PDL Syntax

Contents

PDL Schema Definition

PDL is a Pegasus schema definition language, which is developer friendly and more concise than the JSON based schema format.

Creating a Schema

Each schema should be stored in its own file with a .pdl extension. The Pegasus code generator implements a resolver that is similar to Java class loaders. If there is a reference to a named schema, the code generator will try to look for a file in the code generator’s resolver path. The resolver path is similar to a Java classpath. The fully qualified name of the named schema will be translated to a relative file name.

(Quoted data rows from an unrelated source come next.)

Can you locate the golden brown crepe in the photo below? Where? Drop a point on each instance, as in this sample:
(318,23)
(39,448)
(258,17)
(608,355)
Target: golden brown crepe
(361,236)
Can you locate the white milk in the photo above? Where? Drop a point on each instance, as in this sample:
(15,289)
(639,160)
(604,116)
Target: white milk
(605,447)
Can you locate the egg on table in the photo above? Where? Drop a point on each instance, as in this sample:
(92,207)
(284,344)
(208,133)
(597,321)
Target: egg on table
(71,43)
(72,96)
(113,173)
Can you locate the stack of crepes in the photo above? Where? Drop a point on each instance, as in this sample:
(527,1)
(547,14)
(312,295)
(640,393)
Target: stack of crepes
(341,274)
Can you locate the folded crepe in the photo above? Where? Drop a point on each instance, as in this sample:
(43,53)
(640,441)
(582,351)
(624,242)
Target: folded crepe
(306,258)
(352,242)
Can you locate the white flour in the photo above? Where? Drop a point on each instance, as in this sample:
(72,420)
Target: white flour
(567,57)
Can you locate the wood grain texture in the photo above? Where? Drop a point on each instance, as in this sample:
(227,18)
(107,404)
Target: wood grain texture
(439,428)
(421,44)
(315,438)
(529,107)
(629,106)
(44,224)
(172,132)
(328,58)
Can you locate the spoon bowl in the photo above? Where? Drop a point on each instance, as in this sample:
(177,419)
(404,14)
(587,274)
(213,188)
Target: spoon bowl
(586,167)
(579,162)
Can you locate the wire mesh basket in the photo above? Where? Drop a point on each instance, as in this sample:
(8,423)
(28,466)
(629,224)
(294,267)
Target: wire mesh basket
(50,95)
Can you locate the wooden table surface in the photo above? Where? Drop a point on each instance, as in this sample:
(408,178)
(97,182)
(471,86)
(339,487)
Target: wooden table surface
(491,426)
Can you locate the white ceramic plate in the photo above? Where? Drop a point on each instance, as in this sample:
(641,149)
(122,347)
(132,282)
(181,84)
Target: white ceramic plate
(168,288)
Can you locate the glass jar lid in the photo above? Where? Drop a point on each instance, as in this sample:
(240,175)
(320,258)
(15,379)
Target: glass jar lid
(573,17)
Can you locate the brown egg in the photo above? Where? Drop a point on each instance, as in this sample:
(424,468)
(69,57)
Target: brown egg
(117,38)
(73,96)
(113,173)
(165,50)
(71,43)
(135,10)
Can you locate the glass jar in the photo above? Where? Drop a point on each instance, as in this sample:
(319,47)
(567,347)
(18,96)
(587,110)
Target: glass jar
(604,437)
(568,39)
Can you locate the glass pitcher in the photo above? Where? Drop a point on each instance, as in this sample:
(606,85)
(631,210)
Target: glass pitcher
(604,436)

The relative file name is computed by replacing dots (“.”) in the fully qualified name by the directory path separator (typically “/”) and appending a .pdl extension. This relative file name is appended to each path in the resolver path. The resolver opens each of these files until it finds a file that contains the named schema.

Pegasus supports different types of schemas: Records, Primitive types, Enums, Arrays, Maps, Unions, Fixed and Typerefs. Please check the following documentations for details.

Record Type

Records contain any number of fields, which can be primitive types, enums, unions, maps arrays or other records.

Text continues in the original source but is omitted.